Wszechświat jest jak gigantyczny mózg, udowodnili badacze z University of California w San Diego. Naukowcy odkryli, że zarówno kosmos, jak i sieci społecznościowe oraz obwody mózgowe, rozszerzają się w bardzo podobny sposób. - To znak, że procesem tym rządzi jakieś nieodkryte fundamentalne prawo natury - przyznają.
Rezultaty badań amerykańskich naukowców, opublikowane 16 listopada w dzienniku "Nature’s Scientific Reports", sugerują, że pewne nieodkryte fundamentalna prawa natury mogą rządzić rozszerzaniem się różnych - zarówno dużych, jak i małych - sieci. Chodzi tu o tak, wydawałoby się, odległe od siebie struktury jak połączenia pomiędzy komórkami mózgowymi, sieci społeczne i... Wszechświat.
- Wiele wyników badań mówiło o tym, że obwody mózgowe i Internet są do siebie podobne. Dotąd jednak nie powstało żadne równanie, które opisywałoby, jak różnego rodzaju sieci - czy to w mózgu, czy w Internecie, czy w społeczeństwie - rozszerzają się w czasie - mówi Dmitri Krioukov z University of California w San Diego, główny autor badania.
Przełomowa symulacja komputerowa
Używając równań względności Einsteina, które wyjaśniają, jak materia zakrzywia czasoprzestrzeń, fizycy mają możliwość prześledzenia tego, jak rozwijał się Wszechświat aż od czasów Wielkiego Wybuchu (14 mld lat temu). Krioukov zaczął zastanawiać się, czy algorytm rządzący rozszerzaniem się Wszechświata może zapewniać wgląd w to, jak rozszerzają się sieci społeczne i obwody mózgowe. Żeby odpowiedzieć na to pytanie, on i jego zespół stworzyli symulację komputerową, która podzieliła Wszechświat na najmniejsze możliwe części, czyli kwanty czasoprzestrzeni, i połączyła te kwanty w potężną sieć.

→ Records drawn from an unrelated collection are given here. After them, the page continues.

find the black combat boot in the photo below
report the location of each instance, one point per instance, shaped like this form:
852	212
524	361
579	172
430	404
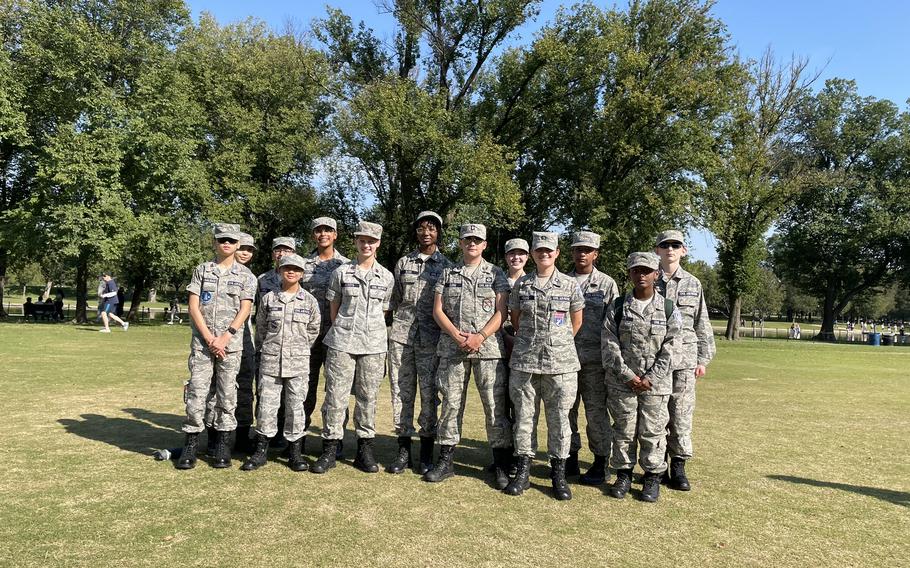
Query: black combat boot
326	460
403	459
443	468
295	456
426	455
678	479
259	456
522	479
597	474
501	459
650	489
242	442
222	450
622	484
558	476
211	441
572	464
365	461
188	453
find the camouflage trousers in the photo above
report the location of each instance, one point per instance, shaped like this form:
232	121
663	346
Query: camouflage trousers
639	426
317	361
681	408
592	390
244	412
452	378
557	392
204	369
270	398
346	374
410	366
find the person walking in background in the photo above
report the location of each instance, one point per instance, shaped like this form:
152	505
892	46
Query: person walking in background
111	300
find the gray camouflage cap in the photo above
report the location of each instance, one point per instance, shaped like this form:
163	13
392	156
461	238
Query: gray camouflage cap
586	239
671	235
367	229
246	240
520	244
647	259
291	260
284	242
429	215
227	230
473	230
544	239
323	222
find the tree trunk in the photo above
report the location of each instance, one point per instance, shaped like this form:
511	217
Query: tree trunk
736	304
136	302
47	290
826	333
81	287
3	255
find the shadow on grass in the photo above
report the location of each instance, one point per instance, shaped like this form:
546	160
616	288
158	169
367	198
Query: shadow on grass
125	433
901	498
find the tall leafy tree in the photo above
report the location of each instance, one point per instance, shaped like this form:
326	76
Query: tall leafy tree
849	232
755	176
406	115
612	115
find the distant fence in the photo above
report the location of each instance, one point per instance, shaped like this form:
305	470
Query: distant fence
841	335
145	315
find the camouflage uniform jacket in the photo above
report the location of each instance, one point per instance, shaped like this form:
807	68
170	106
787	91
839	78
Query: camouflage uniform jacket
315	280
695	345
599	291
268	282
642	344
286	327
412	298
359	328
219	299
543	341
469	302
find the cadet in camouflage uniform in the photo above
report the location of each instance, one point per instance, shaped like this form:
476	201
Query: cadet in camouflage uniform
546	311
638	336
412	344
469	306
320	264
599	291
271	282
221	295
695	349
359	294
287	323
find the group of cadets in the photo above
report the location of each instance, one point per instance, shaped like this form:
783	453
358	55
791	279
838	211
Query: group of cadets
525	338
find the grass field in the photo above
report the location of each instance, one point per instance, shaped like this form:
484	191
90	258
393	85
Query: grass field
803	459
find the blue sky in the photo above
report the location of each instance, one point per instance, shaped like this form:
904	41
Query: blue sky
865	41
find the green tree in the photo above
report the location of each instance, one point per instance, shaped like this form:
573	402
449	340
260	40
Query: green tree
407	122
611	114
849	232
755	176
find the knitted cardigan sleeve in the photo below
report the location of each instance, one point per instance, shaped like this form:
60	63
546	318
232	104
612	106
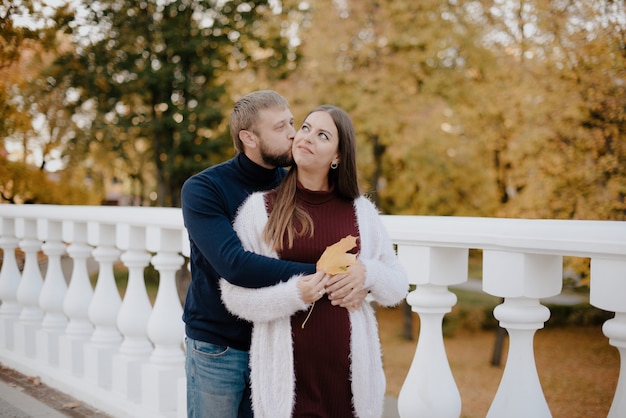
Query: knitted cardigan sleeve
268	303
385	277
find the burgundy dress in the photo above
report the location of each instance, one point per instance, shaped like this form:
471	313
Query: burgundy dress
322	346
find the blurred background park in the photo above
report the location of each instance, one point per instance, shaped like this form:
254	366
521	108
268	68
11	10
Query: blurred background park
508	108
490	108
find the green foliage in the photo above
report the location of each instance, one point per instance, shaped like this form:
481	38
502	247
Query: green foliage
483	108
158	74
22	183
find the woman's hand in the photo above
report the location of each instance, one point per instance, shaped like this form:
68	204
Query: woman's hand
347	290
312	287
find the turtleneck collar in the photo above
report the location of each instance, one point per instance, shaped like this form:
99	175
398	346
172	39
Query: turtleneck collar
314	197
252	172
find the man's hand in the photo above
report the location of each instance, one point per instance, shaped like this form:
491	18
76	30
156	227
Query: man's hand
312	286
346	290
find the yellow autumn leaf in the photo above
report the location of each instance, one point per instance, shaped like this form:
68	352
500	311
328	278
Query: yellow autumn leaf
336	259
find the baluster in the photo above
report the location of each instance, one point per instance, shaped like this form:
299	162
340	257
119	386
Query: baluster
9	283
52	296
165	329
28	292
76	304
522	279
429	389
133	318
103	311
608	287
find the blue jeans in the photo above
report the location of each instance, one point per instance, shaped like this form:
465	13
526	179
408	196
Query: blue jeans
218	381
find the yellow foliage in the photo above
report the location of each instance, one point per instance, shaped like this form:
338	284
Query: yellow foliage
336	259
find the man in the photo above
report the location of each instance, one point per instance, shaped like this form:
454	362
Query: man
261	125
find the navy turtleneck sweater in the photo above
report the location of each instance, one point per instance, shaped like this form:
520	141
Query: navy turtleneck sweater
210	200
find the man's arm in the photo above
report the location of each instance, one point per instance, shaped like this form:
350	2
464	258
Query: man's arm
208	222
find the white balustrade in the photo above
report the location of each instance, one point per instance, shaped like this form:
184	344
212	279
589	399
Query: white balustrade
429	389
28	292
165	329
76	304
103	310
125	356
608	292
522	279
52	296
9	283
132	320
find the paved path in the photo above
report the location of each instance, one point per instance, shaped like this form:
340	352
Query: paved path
15	403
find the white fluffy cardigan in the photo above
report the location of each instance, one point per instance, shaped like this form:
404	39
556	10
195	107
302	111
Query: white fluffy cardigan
271	355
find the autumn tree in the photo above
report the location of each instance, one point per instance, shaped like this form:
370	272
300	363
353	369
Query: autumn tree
156	77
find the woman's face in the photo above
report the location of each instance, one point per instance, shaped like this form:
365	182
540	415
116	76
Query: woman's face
316	143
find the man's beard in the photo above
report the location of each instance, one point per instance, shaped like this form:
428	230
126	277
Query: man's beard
277	160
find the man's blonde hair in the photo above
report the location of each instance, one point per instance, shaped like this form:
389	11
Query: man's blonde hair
246	111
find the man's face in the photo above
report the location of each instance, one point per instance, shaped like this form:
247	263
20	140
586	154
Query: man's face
275	132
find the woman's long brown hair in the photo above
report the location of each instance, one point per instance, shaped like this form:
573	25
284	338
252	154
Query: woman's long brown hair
288	219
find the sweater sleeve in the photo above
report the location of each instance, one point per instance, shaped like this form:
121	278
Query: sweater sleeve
208	222
268	303
385	277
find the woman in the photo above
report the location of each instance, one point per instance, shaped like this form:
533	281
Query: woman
310	357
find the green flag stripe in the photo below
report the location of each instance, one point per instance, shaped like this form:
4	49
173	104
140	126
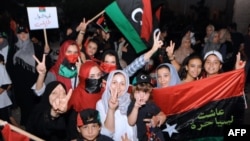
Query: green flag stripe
114	12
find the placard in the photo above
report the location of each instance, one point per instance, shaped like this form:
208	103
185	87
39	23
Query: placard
42	17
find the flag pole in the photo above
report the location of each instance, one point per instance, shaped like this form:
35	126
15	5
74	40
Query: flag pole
99	14
16	129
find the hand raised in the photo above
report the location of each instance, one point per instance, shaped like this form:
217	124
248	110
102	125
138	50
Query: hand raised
41	67
239	64
157	42
83	25
113	101
170	49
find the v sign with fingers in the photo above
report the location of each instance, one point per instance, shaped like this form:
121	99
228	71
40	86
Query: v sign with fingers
170	49
113	101
41	67
239	64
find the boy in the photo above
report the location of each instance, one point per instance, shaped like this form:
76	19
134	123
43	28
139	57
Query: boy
143	112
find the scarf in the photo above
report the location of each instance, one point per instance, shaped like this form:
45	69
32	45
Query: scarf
175	79
124	100
81	99
55	69
24	55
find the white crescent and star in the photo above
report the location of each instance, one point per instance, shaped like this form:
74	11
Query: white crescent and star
136	11
170	129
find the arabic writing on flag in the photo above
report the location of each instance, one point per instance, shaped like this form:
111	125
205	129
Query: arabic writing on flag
202	109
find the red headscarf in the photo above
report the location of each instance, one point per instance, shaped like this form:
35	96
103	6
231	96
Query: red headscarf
55	69
81	99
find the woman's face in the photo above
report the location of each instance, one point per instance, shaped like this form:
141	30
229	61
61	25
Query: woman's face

- Wraz z postępem symulacji zauważaliśmy, że we Wszechświecie przybywa czasoprzetrzeni, co wiązało się z rozszerzaniem się tamtejszej sieci połączeń - zaznaczył Krioukov.
Wszechświat jak ludzki mózg
Kiedy zespół porównał rozszerzanie się Wszechświata z rozszerzaniem się sieci społecznościowych i obwodów mózgowych, w postępowaniu tego procesu we wszystkich przypadkach odkryte zostało podobieństwo. Chodzi o równoważenie połączeń pomiędzy podobnymi do siebie kwantami czasoprzestrzeni z tymi, które już mają wiele połączeń.
Można to porównać do sytuacji, w której miłośnik kotów wyszukuje w Internecie informacji wiążących się z jego hobby. Będzie on odwiedzał zarówno gigantów Internetu pokroju Google czy Yahoo, jak i strony poświęcone wyłącznie kotom. W ten sam sposób lubią łączyć się sąsiadujące ze sobą komórki mózgowe, które wytwarzają jednak połączenia także z komórkami mózgowymi (można je nazwać komórkami mózgowymi typu "Google"), które są połączone z wielkimi ilościami innych komórek mózgowych.
Nieodkryte prawo
- Takie podobieństwo pomiędzy małymi a dużymi sieciami nie może być przypadkowe - zaznacza Krioukov. - Dla fizyków to sygnał, że jakieś naturalne prawo pozostaje nieodkryte - dodaje.